Uncertainty and instability are particularly unwelcome in industry. Commercial unease with instability is no more evident than in the use of hedging instruments that are widely used in large commercial and financial endeavours. Hedging is used for commodities, interest rates and currencies. The idea that industry favours the lowest price above all else for a key input is simply not correct; instead, hedging demonstrates that an entity is willing to forgo (or is unwilling to chase) potential favourable price extremes in an effort to avoid the opposing unfavourable price extremes. In short, stability and predictability are more important in the case of key inputs. With industry being the backbone economic growth, one must question the prudency of any policy that does not promote price and supply stability for a key strategic and social input.
In this era of deregulated markets and climate change priorities, if the market does not get to the desired result (recognising that the “desired result” will vary from country to country), the national government must (from an energy security perspective) have the ability to create the necessary incentives to promote the goals it so desires. In the case of the EU, while consensus on treatment of renewables as a special case has been achieved, the same consensus does not exist for nuclear power. Yet the lack of consensus merely underscores that, in an area as fundamental as energy security, perhaps the law should be tailored in a fashion to put electricity completely outside the state aid rules, especially when one considers the diversity across the membership of the EU at present and the need for individual member states to determine the means by which to achieve their energy security and emissions goals. To think that such a combination of countries can reach consensus on energy decisions in any meaningful way is ambitious in the extreme (consider that the United States – one country, with a common law and government, a common language, and a common market – has yet to develop any sort of effective national energy policy).

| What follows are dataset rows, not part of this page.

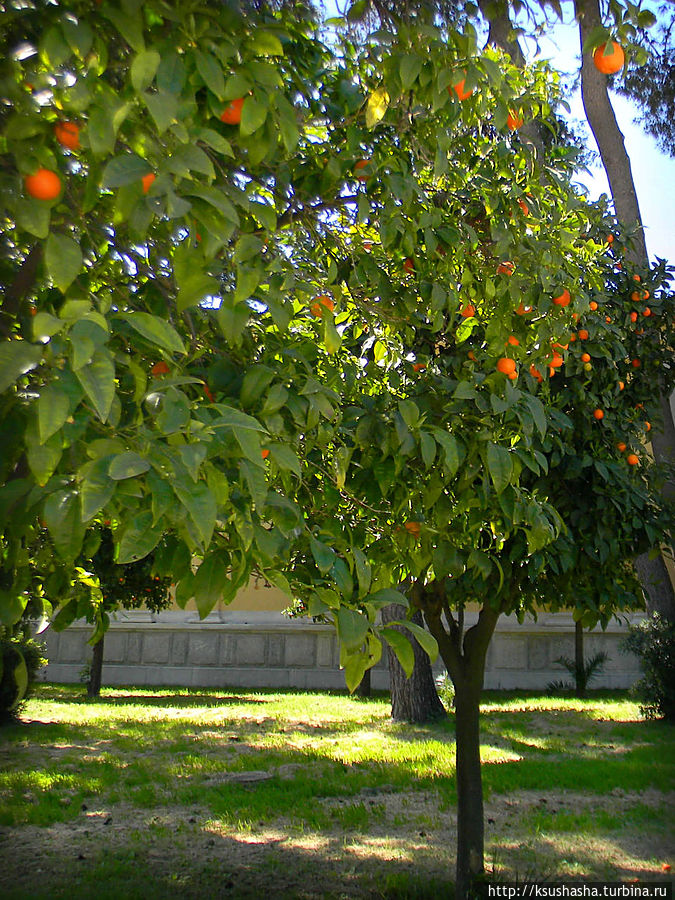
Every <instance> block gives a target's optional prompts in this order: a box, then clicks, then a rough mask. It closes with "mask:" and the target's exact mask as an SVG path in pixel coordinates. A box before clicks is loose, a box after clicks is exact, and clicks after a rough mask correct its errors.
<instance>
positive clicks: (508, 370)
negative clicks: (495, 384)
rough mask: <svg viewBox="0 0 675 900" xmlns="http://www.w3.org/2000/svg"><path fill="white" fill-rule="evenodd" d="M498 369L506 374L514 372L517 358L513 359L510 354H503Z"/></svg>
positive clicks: (499, 361) (503, 372)
mask: <svg viewBox="0 0 675 900" xmlns="http://www.w3.org/2000/svg"><path fill="white" fill-rule="evenodd" d="M497 371H498V372H502V373H503V374H504V375H510V374H511V373H512V372H515V371H516V361H515V359H511V358H510V357H509V356H502V358H501V359H498V360H497Z"/></svg>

Taking this idea further, it must also be considered whether deregulation of electricity was the right decision. With electricity as a key driver of economic development and overall quality of life, it falls to the national government to ensure and protect such supply, as well as to factor in other intangible considerations – all of which are more difficult to do in a deregulated market structure. It also becomes difficult for a responsible government to base the provision of such a need on the unpredictability of external energy markets and supplies, as well as external controls, which, necessarily, change the rules by which governments must evaluate energy projects and the support for them. These considerations then factored into a national government’s merit-based assessment of the project; to do otherwise – only to look at project level metrics and not “value” external benefits like energy security – would short-change the investment decisions of such government, leading, in turn, to incongruous results when viewed from an energy security perspective. We seem to have outsmarted ourselves with electricity markets, and, perhaps, a return to core principles is what is now needed to address energy security in the current era.